Les navettes maritimes ont repris à Marseille depuis le 25 avril. Jusqu’au 27 septembre 2026, elles relient le Vieux-Port à la Pointe-Rouge et à l’Estaque. La ligne Pointe-Rouge-Les Goudes reprendra du 30 mai au 30 août. Le principe est lisible: un départ par heure, tous les jours, environ 35 minutes entre le Vieux-Port et la Pointe-Rouge ou l’Estaque, 15 minutes entre la Pointe-Rouge et Les Goudes.
Le service n’est pas gratuit, mais il reste intégré à une partie du réseau RTM, la Régie des transports métropolitains. Le trajet simple coûte 5 euros sur les principales liaisons, 8 euros pour rejoindre Les Goudes depuis le Vieux-Port avec correspondance à la Pointe-Rouge. Les abonnements RTM de 7 jours, 30 jours, annuels ou permanents permettent d’embarquer sans supplément. En revanche, les pass 24h, 72h et CityPass ne suffisent pas. Les titres s’achètent à bord, et la place n’est pas garantie si le bateau est plein.
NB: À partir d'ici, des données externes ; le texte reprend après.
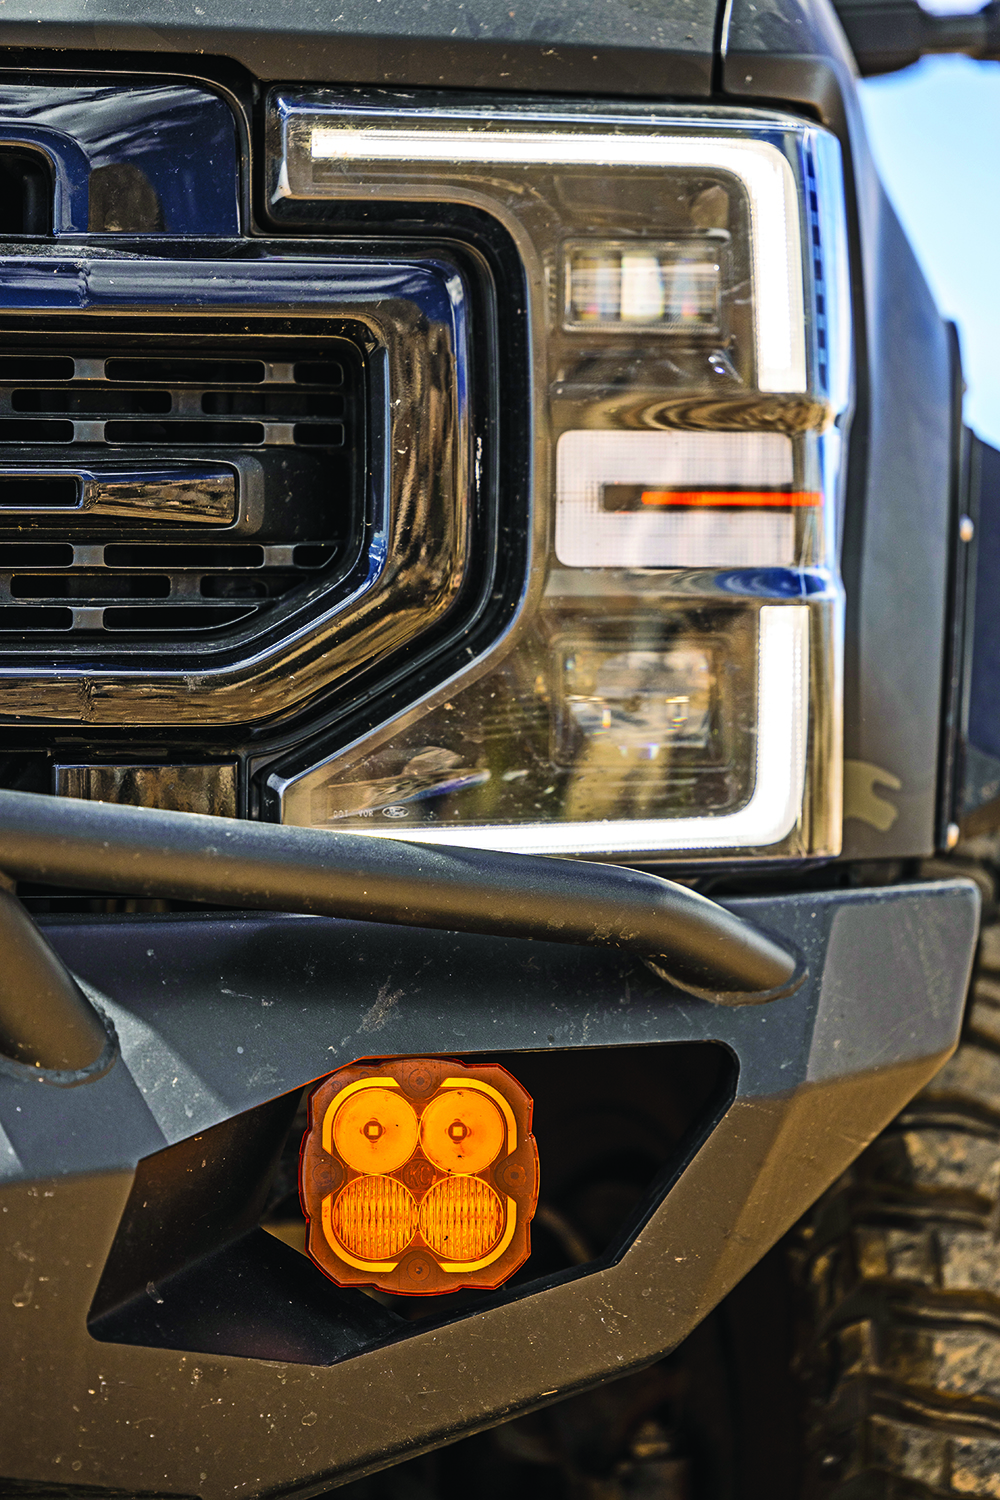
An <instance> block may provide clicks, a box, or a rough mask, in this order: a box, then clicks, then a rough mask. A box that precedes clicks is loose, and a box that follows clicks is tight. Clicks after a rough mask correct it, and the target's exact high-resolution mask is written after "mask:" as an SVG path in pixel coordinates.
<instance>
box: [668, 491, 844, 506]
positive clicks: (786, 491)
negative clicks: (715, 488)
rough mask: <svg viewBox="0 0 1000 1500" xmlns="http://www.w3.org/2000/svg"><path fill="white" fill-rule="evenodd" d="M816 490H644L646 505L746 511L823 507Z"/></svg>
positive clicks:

C’est là que se joue le vrai sujet. La navette maritime est une alternative concrète à la voiture, mais pas un métro sur l’eau. Un départ par heure impose de s’organiser. La capacité reste limitée: jusqu’à 123 passagers sur les grandes liaisons, moins de 50 vers Les Goudes. La météo peut aussi suspendre le service. Pour un trajet quotidien très contraint, l’offre restera parfois trop fragile. Pour une sortie, un accès au littoral, une correspondance avec le bus, le métro ou le tramway, elle peut en revanche faire gagner du temps, éviter le stationnement et rendre le déplacement plus simple.
L’intérêt est particulièrement clair autour des calanques et des secteurs littoraux saturés dès les beaux jours. À Marseille, le problème n’est pas seulement de proposer une traversée agréable. C’est aussi d’absorber une partie des flux vers des lieux où les routes sont vite pleines, les parkings rares et les accès naturels sous pression. Dans ce cadre, le bateau n’efface pas la fréquentation touristique. Il donne une option de plus, et parfois la bonne.
D’autres villes montrent que cette option peut peser davantage quand elle est fréquente et très lisible. Dans la rade de Toulon, les bateaux-bus ont dépassé les 2 millions de passagers en 2024. À Bordeaux, le BATO vise 780 000 passagers par an avec des fréquences de 25 à 30 minutes et une intégration aux titres de transport classiques. Marseille joue une autre partition: un service saisonnier, plus espacé, mais placé sur des trajets où la route atteint vite ses limites.
Le cap est intéressant. Dans une métropole qui cherche à réduire la dépendance à la voiture, la mer ne peut pas rester seulement un paysage. Elle peut devenir un maillon de déplacement, à condition que l’information soit claire, que les correspondances fonctionnent et que les usagers sachent exactement ce que le service permet, et ce qu’il ne permet pas. Le retour des navettes maritimes ne transforme pas la mobilité marseillaise à lui seul. Il remet simplement la rade au travail.